17 Thou whose garments became hot,

When the land is sultry from the south:

18 Dost thou with Him spread out the sky,

The strong, as it were molten, mirror?

19 Let us know what we shall say to Him! -

We can arrange nothing by reason of darkness.

20 Shall it be told Him that I speak,

Or shall one wish to be destroyed?

Most expositors connect Job 37:17 with Job 37:16 : (Dost thou know) how it comes to pass that ... ; but אֲשֶׁר after ידע signifies quod, Exo 11:7, not quomodo, as it sometimes occurs in a comparing antecedent clause, instead of כאשׁר, Exo 14:13; Jer 33:22. We therefore translate: thou whose ... , - connecting this, however, not with Job 37:16 (vid., e.g., Carey), but as Bolduc. and Ew., with Job 37:18 (where הֲ before תַרְקִיעַ is then the less missed): thou who, when the land (the part of the earth where thou art) keeps rest, i.e., in sultriness, when oppressive heat comes (on this Hiph. vid., Ges. §53, 2) from the south (i.e., by means of the currents of air which come thence, without דָּרֹום signifying directly the south wind), - thou who, when this happens, canst endure so little, that on the contrary the heat from without becomes perceptible to thee through thy clothes: dost thou now and then with Him keep the sky spread out, which for firmness is like a molten mirror? Elsewhere the hemispheric firmament, which spans the earth with its sub-celestial waters, is likened to a clear sapphire Exo 24:10, a covering Psa 104:2, a gauze Isa 40:22; the comparison with a metallic mirror (מוּצָק here not from צוּק, Job 37:10; Job 36:16, but from יָצַק) is therefore to be understood according to Petavius: Coelum aëreum στερέωμα dicitur non a naturae propria conditione, sed ab effectu, quod perinde aquas separet, ac si murus esset solidissimus. Also in תרקיע lies the notion both of firmness and thinness; the primary notion (root רק) is to beat, make thick, stipare (Arab. rq‛, to stop up in the sense of resarcire, e.g., to mend stockings), to make thick by pressure. The ל joined with תרקיע is nota acc.; we must not comp. Job 8:8; Job 21:22, as well as Job 5:2; Job 19:3.

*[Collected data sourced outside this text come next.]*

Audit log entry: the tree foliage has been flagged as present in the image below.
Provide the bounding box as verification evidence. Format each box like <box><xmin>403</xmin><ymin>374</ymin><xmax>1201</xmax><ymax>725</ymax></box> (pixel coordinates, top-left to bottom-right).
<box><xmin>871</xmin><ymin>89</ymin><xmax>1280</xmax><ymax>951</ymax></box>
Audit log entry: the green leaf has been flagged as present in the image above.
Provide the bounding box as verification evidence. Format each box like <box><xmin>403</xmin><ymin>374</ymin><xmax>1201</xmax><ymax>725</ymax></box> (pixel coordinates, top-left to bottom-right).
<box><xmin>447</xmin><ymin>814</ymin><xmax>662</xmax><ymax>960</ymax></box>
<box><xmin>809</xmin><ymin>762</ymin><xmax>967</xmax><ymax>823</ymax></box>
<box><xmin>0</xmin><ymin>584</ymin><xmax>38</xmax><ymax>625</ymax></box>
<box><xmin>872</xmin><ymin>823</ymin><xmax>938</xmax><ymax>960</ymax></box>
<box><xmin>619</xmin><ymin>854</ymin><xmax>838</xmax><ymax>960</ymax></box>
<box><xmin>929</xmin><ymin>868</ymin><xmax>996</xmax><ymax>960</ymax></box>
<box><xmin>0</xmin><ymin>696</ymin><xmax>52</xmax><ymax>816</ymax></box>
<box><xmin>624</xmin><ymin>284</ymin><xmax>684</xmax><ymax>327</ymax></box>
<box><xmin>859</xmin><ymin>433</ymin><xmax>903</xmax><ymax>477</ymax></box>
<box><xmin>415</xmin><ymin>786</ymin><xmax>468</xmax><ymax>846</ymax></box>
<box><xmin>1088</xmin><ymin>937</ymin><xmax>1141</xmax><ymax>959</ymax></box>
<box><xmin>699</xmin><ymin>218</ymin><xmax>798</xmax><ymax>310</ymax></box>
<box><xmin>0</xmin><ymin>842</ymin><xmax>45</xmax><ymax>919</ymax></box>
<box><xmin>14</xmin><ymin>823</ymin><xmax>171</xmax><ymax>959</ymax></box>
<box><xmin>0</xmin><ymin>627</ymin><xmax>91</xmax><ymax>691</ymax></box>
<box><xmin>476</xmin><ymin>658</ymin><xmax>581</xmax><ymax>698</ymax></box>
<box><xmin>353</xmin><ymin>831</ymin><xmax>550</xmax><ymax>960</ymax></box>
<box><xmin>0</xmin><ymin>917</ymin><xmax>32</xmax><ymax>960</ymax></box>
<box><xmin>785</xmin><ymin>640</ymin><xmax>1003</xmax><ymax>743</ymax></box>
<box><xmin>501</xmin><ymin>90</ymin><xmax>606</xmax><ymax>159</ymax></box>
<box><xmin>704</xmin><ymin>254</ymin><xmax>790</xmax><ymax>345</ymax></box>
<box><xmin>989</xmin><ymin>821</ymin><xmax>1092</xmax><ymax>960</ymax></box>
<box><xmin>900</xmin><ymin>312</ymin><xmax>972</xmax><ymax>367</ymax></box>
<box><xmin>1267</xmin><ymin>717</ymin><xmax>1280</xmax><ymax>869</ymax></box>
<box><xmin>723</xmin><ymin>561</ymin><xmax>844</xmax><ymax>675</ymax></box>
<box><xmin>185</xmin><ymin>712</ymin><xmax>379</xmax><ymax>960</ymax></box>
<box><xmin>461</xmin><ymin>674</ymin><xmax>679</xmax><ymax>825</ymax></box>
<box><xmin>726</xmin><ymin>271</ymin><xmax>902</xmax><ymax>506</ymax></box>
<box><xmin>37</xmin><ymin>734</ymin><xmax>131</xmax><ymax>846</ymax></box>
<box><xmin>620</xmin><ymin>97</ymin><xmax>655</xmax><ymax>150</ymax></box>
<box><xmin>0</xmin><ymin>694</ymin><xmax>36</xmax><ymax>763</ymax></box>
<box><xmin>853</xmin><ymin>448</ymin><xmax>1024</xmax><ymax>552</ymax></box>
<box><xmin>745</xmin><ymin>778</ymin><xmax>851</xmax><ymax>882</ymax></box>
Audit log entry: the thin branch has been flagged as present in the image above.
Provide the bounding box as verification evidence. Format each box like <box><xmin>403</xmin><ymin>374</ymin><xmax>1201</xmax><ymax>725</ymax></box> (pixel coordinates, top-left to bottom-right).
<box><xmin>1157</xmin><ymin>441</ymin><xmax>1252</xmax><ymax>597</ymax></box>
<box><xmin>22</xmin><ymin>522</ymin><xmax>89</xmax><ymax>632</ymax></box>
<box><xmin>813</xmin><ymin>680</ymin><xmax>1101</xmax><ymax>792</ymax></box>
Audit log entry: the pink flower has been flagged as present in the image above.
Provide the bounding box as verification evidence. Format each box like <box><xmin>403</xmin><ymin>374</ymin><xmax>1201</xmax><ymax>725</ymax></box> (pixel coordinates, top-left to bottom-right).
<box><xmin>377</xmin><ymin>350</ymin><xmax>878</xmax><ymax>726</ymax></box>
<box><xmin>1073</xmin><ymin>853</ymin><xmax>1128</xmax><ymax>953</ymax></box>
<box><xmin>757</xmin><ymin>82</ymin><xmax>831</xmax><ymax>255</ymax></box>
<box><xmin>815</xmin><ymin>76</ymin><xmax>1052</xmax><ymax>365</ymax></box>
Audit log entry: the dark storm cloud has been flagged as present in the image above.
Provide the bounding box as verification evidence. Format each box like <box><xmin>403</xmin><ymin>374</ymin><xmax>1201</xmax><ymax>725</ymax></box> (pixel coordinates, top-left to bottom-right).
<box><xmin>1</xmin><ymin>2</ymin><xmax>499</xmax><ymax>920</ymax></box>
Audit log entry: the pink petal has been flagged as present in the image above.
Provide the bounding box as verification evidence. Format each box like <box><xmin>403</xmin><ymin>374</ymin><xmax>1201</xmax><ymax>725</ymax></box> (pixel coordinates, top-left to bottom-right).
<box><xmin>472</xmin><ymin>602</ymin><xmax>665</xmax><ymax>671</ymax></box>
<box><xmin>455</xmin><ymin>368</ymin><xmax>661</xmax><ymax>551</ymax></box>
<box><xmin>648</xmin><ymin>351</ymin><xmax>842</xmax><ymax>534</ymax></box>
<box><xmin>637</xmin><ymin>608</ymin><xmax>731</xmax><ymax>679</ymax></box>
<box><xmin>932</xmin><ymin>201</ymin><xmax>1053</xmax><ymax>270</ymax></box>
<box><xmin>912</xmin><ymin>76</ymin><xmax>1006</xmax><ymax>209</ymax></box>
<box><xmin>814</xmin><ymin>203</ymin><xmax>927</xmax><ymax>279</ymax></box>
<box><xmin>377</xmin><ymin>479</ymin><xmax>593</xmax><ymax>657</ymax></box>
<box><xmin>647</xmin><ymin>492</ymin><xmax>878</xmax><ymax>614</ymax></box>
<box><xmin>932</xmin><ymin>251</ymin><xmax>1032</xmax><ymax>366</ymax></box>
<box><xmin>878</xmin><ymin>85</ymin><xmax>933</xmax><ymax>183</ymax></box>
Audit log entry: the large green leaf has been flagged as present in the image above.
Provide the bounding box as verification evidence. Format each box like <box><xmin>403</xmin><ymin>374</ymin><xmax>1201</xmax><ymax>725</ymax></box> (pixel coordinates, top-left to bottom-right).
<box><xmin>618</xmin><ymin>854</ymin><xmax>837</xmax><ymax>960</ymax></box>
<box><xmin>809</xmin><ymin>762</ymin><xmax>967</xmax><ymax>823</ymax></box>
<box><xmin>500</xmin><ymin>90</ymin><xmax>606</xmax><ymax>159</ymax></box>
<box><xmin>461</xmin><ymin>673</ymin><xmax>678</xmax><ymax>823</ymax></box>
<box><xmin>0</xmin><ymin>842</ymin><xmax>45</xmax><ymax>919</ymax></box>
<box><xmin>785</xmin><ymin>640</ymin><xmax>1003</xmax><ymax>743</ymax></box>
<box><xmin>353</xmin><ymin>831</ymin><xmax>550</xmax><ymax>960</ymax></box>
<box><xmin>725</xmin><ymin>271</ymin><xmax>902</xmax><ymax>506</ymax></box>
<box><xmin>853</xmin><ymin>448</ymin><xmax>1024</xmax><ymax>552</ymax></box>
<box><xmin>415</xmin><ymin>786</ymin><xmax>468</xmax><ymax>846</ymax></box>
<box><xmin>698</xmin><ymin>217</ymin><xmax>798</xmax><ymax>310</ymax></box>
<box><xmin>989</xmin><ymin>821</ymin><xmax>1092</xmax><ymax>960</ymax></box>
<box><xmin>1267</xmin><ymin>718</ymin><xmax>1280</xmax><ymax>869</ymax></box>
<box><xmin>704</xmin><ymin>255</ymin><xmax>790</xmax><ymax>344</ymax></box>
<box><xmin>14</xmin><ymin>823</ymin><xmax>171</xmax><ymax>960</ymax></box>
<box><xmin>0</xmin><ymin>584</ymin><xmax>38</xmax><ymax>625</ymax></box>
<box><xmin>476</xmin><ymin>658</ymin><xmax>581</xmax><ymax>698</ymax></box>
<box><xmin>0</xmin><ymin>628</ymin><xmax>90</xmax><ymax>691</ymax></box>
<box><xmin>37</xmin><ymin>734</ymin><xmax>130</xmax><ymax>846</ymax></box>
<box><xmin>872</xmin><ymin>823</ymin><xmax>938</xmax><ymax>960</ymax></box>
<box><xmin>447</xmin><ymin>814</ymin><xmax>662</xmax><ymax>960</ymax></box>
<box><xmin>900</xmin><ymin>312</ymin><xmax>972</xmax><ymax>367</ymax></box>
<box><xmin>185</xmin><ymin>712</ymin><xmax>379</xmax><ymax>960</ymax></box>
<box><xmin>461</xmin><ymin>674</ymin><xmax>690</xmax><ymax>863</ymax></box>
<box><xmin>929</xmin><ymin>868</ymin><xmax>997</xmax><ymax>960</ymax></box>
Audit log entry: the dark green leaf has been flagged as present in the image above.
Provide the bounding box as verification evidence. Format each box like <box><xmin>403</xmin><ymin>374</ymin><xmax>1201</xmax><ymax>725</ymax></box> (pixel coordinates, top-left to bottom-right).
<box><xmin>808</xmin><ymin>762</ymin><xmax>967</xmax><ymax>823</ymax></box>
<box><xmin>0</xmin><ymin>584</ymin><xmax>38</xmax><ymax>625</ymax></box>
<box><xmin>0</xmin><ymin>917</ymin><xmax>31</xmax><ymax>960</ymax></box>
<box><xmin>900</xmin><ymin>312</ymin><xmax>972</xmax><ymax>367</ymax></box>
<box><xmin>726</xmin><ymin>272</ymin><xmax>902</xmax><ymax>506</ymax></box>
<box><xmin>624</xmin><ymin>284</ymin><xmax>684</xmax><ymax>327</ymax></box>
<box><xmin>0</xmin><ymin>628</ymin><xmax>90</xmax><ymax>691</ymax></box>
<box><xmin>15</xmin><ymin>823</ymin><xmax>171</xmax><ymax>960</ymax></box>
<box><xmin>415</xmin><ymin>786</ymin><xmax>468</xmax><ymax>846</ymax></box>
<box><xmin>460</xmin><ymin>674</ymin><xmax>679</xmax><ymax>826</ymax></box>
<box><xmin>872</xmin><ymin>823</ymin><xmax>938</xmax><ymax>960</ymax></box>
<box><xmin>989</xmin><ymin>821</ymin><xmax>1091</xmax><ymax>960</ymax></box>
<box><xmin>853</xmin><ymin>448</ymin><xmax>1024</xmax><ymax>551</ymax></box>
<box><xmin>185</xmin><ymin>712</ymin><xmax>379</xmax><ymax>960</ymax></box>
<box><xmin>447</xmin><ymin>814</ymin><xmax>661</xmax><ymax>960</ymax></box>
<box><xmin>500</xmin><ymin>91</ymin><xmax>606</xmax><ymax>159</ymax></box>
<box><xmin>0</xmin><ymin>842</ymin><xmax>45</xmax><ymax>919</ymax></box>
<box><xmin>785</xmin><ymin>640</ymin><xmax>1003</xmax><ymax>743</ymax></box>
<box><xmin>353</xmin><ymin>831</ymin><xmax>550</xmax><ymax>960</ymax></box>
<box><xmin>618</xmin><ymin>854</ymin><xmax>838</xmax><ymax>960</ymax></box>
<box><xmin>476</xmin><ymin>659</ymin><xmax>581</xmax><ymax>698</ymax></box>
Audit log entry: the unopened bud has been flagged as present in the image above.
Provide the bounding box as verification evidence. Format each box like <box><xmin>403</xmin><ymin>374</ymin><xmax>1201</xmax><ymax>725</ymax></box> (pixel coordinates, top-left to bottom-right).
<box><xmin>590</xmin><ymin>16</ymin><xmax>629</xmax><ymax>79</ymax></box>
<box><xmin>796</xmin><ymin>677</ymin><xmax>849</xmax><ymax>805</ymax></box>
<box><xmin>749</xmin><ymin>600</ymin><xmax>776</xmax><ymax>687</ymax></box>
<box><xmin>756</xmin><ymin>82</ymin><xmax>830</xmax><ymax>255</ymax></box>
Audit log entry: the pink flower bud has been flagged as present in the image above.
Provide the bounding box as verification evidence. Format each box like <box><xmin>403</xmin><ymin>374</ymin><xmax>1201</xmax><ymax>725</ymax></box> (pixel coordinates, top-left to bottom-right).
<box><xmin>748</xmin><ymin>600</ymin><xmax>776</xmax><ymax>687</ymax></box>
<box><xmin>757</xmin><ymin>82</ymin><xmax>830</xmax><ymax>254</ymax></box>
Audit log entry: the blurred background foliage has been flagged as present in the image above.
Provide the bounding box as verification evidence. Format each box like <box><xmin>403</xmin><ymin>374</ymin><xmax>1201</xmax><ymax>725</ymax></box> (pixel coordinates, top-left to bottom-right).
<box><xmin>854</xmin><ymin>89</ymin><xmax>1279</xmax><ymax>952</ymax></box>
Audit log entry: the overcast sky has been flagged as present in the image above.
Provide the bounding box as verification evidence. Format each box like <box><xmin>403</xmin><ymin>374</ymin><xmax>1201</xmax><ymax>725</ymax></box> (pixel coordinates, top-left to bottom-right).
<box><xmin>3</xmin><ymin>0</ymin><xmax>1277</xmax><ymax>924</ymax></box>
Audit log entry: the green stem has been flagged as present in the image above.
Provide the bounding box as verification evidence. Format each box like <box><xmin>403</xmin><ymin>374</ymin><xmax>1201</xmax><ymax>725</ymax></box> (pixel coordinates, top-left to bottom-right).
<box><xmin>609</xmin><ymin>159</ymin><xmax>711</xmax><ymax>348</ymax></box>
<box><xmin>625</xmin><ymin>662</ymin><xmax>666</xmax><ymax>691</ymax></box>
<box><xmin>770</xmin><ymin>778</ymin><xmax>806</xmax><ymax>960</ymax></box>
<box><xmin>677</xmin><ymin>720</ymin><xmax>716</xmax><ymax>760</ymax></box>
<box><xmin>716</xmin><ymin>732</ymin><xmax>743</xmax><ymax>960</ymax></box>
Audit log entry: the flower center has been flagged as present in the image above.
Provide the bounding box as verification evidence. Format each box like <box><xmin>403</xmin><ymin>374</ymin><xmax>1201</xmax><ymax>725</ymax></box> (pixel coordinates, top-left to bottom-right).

Therefore: As God is the only Creator (Job 9:8), so He is the all-provident Preserver of the world - make us know (הֹודִיעֵנוּ, according to the text of the Babylonians, Keri of הֹודִיעֵנִי) what we shall say to Him, viz., in order to show that we can cope with Him! We cannot arrange, viz., anything whatever (to be explained according to עָרַךְ מִלִּין, Job 32:14, comp. “to place,” Job 36:19), by reason of darkness, viz., the darkness of our understanding, σκότος τῆς διανοίας; מִפְּנֵי is much the same as Job 23:17, but different from Job 17:12, and חֹשֶׁךְ different from both passages, viz., as it is often used in the New Testament, of intellectual darkness (comp. Ecc 2:14; Isa 60:2). The meaning of Job 37:20 cannot now be mistaken, if, with Hirz., Hahn, and Schlottm., we call to mind Job 36:10 in connection with אָמַר כִּי: can I, a short-sighted man, enshrouded in darkness, wish that what I have arrogantly said concerning and against Him may be told to God, or should one earnestly desire (אָמַר, a modal perf., as Job 35:15) that (an jusserit s. dixerit quis ut) he may be swallowed up, i.e., destroyed (comp. לבלעו, Job 2:3)? He would, by challenging a recognition of his unbecoming arguing about God, desire a tribunal that would be destructive to himself.